Loose Ends & Wishful Thinking

Madden 2025 Wishlist Madden 24 Review
Image Source: EA Sports via Twinfinite

Every year, I want to be excited for the newest Madden entry. And every year, I know at the end of the day I’m going to end up playing it. And truth be told, it’s completely fine. I stand by my previous assessment of this game being remarkably adequate. Even still, it feels like shortcuts are constantly being taken. There are foundations in place within Superstar and Franchise Mode, but a misguided focus at times. But are shortcuts to blame, or is there a lack of time in between releases?

Some people may point to the graphics of Madden 24 and lament that they are no better than last year. Personally, I couldn’t care less about graphics. It’s 2023; most games are going to look good up to a point by default. Sports titles try so hard to convey some sort of ultra-realism with each passing year, and all it does is make the game look less interesting. They want to be simulations so badly, but feel more arcade-like than ever. I don’t want graphic enhancements, I want more immersive commentary (shout out to PGA Tour again).

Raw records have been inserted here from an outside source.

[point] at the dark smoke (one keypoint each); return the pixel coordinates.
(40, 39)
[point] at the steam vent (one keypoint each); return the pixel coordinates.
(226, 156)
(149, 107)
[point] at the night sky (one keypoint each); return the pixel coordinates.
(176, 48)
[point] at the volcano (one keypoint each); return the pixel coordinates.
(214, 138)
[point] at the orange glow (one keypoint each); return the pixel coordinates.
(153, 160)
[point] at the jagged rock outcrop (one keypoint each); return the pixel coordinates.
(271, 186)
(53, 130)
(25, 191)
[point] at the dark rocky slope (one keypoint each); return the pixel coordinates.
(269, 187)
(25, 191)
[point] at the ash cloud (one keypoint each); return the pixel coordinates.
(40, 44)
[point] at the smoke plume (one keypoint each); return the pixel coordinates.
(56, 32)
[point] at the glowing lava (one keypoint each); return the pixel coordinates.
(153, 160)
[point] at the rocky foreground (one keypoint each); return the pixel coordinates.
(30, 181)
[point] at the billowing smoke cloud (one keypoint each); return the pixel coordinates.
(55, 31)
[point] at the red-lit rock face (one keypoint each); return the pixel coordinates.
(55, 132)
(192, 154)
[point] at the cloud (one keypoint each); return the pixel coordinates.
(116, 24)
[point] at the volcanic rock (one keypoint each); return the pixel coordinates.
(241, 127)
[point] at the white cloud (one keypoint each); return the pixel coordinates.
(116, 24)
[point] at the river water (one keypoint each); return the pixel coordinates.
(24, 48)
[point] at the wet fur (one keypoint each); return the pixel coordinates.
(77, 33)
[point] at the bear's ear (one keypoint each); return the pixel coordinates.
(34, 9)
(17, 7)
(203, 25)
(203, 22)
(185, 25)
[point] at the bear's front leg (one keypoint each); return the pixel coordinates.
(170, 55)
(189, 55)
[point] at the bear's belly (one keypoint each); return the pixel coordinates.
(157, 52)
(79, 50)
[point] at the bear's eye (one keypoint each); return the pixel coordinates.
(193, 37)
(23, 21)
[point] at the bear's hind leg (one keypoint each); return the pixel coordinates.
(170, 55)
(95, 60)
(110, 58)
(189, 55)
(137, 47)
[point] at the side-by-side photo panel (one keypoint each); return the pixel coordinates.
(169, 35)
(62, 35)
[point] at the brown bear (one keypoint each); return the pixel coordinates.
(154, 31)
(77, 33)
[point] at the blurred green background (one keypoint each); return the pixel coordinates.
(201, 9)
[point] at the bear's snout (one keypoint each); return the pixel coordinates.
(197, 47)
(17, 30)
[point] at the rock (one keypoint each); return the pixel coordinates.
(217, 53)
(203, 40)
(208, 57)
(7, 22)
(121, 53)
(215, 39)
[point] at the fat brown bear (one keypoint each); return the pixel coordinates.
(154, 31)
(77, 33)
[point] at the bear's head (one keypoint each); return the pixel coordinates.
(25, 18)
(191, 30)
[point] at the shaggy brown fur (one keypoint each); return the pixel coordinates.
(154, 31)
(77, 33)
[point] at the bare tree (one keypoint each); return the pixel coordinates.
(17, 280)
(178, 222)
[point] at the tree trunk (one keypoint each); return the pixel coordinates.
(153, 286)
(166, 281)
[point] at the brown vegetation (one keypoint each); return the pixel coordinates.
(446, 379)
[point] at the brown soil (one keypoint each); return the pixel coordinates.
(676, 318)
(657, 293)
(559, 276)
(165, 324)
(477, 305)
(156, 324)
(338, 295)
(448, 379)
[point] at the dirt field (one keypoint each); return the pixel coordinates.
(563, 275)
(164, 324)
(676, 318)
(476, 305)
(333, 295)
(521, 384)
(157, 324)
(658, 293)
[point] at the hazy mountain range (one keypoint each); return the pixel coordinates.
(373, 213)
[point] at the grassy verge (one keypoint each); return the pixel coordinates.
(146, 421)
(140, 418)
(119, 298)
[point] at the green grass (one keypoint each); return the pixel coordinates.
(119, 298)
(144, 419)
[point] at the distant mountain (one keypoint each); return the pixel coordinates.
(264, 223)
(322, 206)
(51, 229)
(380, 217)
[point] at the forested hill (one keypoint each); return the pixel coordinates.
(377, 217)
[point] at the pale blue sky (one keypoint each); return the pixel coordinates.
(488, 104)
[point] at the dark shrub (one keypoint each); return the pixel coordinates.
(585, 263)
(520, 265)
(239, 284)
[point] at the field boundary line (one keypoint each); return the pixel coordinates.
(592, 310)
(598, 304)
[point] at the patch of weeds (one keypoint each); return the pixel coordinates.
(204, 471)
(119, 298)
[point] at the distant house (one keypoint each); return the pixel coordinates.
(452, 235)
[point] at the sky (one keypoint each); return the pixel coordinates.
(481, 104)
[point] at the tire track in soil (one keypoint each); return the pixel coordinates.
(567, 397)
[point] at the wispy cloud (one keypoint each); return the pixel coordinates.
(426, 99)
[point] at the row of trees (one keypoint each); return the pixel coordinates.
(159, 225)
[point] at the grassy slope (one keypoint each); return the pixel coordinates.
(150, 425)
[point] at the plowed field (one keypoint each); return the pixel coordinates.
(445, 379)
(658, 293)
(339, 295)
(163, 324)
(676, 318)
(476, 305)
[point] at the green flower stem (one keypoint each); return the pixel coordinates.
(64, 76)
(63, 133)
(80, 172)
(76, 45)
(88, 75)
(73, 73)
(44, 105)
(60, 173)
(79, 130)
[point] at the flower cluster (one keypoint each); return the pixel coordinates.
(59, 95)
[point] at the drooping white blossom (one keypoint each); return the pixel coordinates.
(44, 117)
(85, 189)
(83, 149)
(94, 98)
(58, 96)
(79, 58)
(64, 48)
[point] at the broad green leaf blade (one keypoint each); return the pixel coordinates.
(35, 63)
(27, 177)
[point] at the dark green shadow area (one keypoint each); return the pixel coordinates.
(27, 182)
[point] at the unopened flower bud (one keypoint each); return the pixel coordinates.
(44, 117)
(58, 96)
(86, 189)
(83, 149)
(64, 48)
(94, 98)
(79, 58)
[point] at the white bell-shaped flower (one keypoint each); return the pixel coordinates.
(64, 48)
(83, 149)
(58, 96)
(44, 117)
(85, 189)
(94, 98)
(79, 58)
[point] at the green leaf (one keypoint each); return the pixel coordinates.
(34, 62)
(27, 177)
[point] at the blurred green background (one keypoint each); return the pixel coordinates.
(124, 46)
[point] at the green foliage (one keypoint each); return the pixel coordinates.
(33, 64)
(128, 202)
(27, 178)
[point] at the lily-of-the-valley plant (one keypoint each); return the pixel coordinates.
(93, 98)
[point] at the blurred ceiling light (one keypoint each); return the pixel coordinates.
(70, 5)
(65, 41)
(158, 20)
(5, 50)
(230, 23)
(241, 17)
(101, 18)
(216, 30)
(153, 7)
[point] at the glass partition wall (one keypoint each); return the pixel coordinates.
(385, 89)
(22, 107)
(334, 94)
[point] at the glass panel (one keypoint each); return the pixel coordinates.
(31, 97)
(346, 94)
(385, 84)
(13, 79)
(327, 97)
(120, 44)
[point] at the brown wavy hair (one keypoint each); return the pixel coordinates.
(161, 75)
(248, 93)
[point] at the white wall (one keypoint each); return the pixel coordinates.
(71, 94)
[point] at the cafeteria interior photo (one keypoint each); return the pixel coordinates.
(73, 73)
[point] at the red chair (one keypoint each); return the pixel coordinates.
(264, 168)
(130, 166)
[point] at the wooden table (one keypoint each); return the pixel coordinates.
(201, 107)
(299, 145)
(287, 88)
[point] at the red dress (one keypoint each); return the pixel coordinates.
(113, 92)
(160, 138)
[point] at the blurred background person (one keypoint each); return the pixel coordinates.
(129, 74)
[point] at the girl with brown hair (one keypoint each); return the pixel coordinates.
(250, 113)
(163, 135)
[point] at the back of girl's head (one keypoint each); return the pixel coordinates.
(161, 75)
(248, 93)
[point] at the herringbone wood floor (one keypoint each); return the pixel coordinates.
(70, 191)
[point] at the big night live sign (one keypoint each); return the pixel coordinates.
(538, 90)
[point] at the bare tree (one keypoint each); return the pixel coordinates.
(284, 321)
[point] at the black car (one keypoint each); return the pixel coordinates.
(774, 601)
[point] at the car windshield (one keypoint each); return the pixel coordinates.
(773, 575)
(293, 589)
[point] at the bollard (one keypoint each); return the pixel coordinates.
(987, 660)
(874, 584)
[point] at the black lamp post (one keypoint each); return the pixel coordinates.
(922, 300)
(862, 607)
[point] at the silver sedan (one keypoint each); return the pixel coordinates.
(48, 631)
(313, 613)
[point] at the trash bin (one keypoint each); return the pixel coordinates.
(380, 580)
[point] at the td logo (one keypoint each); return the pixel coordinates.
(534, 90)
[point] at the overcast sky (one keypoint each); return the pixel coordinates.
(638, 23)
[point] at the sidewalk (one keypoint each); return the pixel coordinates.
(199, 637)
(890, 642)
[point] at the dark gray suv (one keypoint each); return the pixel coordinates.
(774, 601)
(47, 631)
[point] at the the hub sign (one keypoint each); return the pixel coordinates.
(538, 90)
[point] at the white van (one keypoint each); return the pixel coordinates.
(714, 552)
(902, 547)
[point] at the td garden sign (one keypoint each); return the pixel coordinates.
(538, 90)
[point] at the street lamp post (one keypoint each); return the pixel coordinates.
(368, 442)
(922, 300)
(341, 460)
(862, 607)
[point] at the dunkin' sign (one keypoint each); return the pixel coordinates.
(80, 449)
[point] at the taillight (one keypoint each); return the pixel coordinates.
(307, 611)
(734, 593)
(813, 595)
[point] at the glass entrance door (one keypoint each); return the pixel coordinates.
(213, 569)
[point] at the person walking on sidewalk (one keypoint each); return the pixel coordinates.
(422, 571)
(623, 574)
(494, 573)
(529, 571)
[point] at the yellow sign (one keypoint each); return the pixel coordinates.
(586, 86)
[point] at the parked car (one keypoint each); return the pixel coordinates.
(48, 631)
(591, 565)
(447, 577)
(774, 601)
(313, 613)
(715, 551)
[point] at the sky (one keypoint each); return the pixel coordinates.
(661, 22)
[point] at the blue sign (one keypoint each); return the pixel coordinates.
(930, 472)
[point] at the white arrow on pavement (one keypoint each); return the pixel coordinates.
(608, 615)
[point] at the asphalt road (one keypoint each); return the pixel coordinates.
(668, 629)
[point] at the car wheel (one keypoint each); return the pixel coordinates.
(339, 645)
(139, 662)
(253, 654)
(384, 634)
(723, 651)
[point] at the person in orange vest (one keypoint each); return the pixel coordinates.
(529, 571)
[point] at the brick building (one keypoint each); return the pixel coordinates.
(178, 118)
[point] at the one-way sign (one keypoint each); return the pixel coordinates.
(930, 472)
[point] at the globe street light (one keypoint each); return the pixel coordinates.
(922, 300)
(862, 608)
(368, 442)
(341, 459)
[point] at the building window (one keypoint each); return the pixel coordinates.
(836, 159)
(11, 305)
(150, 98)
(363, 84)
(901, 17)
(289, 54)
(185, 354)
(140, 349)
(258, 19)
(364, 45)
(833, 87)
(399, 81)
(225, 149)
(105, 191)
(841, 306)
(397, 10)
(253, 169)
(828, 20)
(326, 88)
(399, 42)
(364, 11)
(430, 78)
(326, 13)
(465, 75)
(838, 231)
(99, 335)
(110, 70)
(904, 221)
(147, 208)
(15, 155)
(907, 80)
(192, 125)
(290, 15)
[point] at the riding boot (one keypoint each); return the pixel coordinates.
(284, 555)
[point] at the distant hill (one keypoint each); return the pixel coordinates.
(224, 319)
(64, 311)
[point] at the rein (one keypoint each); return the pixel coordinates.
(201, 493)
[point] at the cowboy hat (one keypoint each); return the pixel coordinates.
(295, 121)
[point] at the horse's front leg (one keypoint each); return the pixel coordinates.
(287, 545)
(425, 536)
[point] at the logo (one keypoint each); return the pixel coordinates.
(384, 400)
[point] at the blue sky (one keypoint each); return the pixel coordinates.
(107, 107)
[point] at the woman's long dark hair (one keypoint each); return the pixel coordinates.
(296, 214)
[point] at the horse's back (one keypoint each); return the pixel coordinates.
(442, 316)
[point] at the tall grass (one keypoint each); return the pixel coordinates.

Being able to relocate to one of 34 cities — especially Chicago (the Bears still exist, right?) — doesn’t interest me either. You know what does? Creating a fully custom team and replacing the Jacksonville Jaguars with them. Remember those Cupcake squads? Or the team low on talent but high on youth and potential? While we’re at it, pour one out for Madden NFL 12.

For all of the tweaks and tuning; for all of the enhancements, I cannot remember the last time it felt like I was playing a different Madden game. So much feels the same. Like it’s been painted over and over so many times, just with a different color.

There is even more text on the screen pre-snap than ever before. The CPU still calls a timeout with 1:01 remaining in the second and fourth quarters. Linebackers are as capable as defensive backs. And, I still would much rather simulate season after season than play game after game — even though I’m given the choice to only play Key Moments. That can’t be the goal, right?

When it comes right down to it, I’m just not getting what I used to out of Madden. It doesn’t do much for me, and issues that I’ve had for several years are still there. That’s why I suggested a break at the beginning of this review. Something tells me it wouldn’t spell the end of the world. And yet, something else tells me dreaming of such a thing is wishful at best.